In Colombo: Chulie De Silva
Tel. (94-75) 561-323
In Washington: Zita Lichtenberg
Tel. (1-202) 483-8503
WASHINGTON, May 6, 2003—Access to safe drinking water and sanitation will be improved in around 940 villages in Sri Lanka with a US$39.8 million grant approved by the World Bank today. The grant is being provided to support the Government of Sri Lanka’s commitment to provide safe drinking water and adequate sanitation to its entire population by the year 2010, and will cover areas in the North, East, Northwest and Central provinces over the next six years.
It directly supports the Government’s Rural Water Supply and Sanitation Program and will follow a “bottom-up” approach in which communities design, finance, implement and maintain their own sub-projects.

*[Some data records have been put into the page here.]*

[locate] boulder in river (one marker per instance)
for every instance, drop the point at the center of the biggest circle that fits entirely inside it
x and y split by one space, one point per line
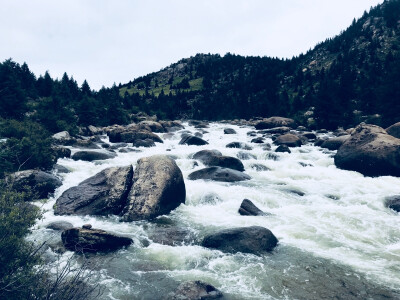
254 239
192 140
229 131
393 202
371 151
195 290
247 208
42 184
334 143
215 158
92 155
219 174
289 140
275 122
92 240
102 194
394 130
239 145
158 188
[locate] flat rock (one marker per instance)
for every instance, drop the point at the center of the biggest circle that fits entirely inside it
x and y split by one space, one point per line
289 140
195 290
92 240
275 122
219 174
215 158
254 239
247 208
371 151
42 184
157 189
192 140
102 194
92 155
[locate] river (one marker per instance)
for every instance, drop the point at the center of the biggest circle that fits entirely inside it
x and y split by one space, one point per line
336 237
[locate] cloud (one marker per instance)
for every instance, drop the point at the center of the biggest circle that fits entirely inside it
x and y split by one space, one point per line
116 41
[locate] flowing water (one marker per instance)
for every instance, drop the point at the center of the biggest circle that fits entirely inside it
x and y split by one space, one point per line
336 237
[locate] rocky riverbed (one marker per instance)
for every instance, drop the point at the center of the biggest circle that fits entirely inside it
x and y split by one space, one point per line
335 235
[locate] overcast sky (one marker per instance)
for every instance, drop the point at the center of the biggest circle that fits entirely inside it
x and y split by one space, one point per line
107 41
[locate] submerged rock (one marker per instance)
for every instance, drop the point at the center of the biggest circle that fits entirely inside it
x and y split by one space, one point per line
102 194
40 183
158 188
239 145
219 174
192 140
229 131
334 143
92 240
215 158
247 208
254 239
195 290
289 140
275 122
393 202
92 155
371 151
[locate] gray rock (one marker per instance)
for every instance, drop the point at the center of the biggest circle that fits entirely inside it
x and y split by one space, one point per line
215 158
245 155
229 131
239 145
247 208
289 140
254 239
394 130
92 155
103 194
195 290
219 174
60 225
92 240
259 167
283 148
393 202
334 143
42 184
275 122
158 188
371 151
192 140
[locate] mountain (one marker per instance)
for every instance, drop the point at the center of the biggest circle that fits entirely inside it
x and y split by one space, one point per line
350 78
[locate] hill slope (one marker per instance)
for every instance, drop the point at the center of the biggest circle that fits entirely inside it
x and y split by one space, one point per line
341 81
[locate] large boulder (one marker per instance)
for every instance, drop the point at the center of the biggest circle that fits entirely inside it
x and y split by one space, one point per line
92 240
247 208
92 155
254 239
334 143
394 130
275 122
239 145
152 126
192 140
289 140
219 174
393 202
42 184
102 194
195 290
158 188
215 158
371 151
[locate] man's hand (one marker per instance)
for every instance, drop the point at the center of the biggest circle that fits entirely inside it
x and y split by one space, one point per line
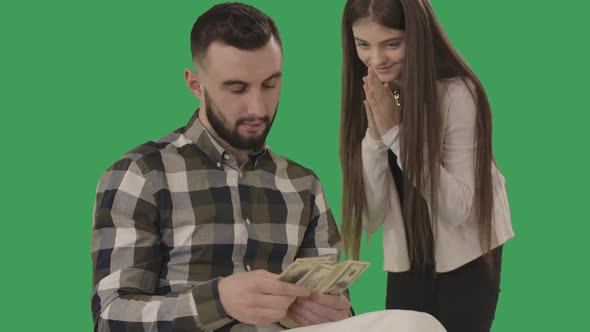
319 308
258 297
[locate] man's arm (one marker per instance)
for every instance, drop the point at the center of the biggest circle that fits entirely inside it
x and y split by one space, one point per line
127 258
321 238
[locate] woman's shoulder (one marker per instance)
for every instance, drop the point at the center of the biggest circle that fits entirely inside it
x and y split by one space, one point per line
457 98
456 89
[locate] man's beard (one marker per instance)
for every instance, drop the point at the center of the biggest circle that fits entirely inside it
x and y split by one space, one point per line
229 133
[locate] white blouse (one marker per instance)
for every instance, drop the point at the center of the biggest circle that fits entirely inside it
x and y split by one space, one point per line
457 230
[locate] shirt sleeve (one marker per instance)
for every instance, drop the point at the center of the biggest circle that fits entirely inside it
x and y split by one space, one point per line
321 236
127 258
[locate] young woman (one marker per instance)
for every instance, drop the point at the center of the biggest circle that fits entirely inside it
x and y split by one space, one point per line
416 154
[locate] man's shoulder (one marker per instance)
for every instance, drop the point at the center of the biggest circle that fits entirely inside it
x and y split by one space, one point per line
291 168
148 156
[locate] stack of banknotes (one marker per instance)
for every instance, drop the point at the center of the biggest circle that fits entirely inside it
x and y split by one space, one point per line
321 274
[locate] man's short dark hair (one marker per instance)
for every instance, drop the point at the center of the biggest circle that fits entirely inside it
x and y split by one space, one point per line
235 24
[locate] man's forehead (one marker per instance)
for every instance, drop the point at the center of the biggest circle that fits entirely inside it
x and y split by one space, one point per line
225 62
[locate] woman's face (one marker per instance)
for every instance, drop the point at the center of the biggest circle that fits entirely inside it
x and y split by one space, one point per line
380 48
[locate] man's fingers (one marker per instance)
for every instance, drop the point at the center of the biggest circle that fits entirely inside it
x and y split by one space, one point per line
300 320
274 301
304 311
337 302
277 287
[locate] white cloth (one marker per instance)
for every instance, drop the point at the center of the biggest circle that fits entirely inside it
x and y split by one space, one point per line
457 230
384 320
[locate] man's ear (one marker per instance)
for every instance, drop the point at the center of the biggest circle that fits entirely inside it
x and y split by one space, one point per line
194 83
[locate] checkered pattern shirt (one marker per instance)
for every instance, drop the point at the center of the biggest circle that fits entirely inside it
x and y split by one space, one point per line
173 216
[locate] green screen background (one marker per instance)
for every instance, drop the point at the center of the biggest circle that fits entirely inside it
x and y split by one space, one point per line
83 82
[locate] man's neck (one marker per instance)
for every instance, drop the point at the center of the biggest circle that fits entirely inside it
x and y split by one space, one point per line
240 155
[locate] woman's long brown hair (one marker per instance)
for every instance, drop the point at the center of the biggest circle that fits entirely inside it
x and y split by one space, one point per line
429 57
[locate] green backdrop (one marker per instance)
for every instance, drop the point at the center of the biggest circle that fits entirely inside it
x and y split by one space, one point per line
83 82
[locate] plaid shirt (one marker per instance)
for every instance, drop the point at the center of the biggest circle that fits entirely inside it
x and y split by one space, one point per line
173 216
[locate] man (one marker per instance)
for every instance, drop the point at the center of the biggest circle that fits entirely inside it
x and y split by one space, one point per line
191 231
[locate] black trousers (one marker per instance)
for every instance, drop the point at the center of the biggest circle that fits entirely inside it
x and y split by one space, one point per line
462 300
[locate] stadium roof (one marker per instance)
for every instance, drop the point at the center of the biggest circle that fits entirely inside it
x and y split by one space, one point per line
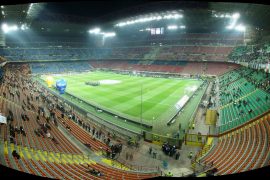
79 16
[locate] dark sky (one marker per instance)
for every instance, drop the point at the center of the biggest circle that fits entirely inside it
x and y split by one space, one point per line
109 10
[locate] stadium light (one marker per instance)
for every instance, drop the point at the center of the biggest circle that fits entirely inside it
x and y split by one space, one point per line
182 27
94 31
109 34
7 28
240 27
235 15
23 27
151 17
172 27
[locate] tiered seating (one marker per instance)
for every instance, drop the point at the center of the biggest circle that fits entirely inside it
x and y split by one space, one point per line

It will also help the Government move ahead with transferring responsibility for allocating financial resources, providing technical support and monitoring and coordinating provincial programs in this sector, to the local government.
“Nobody has a better idea of a community’s needs and the best way to meet them, than the community members themselves,” said Toshiaki Keicho, a World Bank senior urban environment specialist and task leader for the project. “Empowering local government to better assist them will complete the picture. The Government has shown strong commitment in both areas and we are glad to be able to support a goal which will improve the quality of life of the country’s poorest people.”
The Second Community Water Supply and Sanitation Project builds on the positive results of an earlier project supported by the Bank between 1992 and 1998, which benefited people in over 2500 villages in the Badulla, Ratnapura and Matara districts. The community-based approach in this sector was piloted by the first project and subsequently adopted and expanded to six new districts with the support of Asian Development Bank funding. The total cost of the second project is US$ 62.4 million, of which the Government and communities will contribute about US$ 22 million.
Only around 40 percent of people in villages and small towns in Sri Lanka have private access to safe water sources, and around 30 percent have access to a sanitary latrine, according to the 2001 Demographic and Health Survey undertaken by the Department of Census and Statistics. This data does not cover the North and East, but anecdotal evidence suggests the situation is even worse in these regions, which were affected by 20 years of civil conflict.